Operation Categories And Surface Parity

Status: v0.1 public-surface contract. This document is the user-facing operation contract so the public surface grows by spec, not ad hoc.

primitive-catalog.md — the IR / primitive vocabulary (internal ops). This document sits above it: the user-facing operations and where they are exposed.
supported-ops.md — per-crate status (CPU/CUDA). This document is the contract, not a status snapshot.

Surfaces

Surface	Type	Role
TypedTensor	`TypedTensor<T, R>` (non-AD)	Static/dynamic-rank typed value; the “lightweight array” path
Tensor	`Tensor` (runtime dtype)	Dynamic-dtype value with explicit backend
Eager	`EagerTensor`	PyTorch-style immediate execution + stateful `backward()` plus functional `grad`/`vjp`/`jvp`
Traced	`TracedTensor`	JAX-style traced graph + `grad`/`vjp`/`jvp`

Rank model. TypedTensor<T, R = DynRank> offers Rank<N> (opt-in static rank) and DynRank (default). DynRank is the canonical rank for AD and traced execution (TracedTensor/EagerTensor are rank-erased); do not push const-generic Rank<N> through the AD/traced surfaces. This is current design intent, not a frozen contract.

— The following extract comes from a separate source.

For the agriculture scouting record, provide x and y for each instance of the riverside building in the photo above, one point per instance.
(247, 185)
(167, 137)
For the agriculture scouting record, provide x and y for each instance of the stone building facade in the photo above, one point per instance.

API style. Core AD operations on EagerTensor and TracedTensor are methods or associated functions, not module free functions. Single-output operations use methods (x.exp(), x.matmul(&y), x.gather(&idx, config)); operations with no natural receiver use associated functions (TracedTensor::concatenate(...), EagerTensor::where_select(...)). Non-AD concrete operations use backend-explicit crate-root extension traits (TensorOpsExt, TypedTensorOpsExt, and TypedTensorMaskOpsExt) because Tensor and TypedTensor are owned by tenferro-tensor, not tenferro-runtime. Extension families likewise use crate-root extension traits because Rust does not let extension crates add inherent methods to external tensor types: linalg/FFT are tensor receiver methods, eager einsum is an input slice/array method, and traced einsum is a GraphCompiler method.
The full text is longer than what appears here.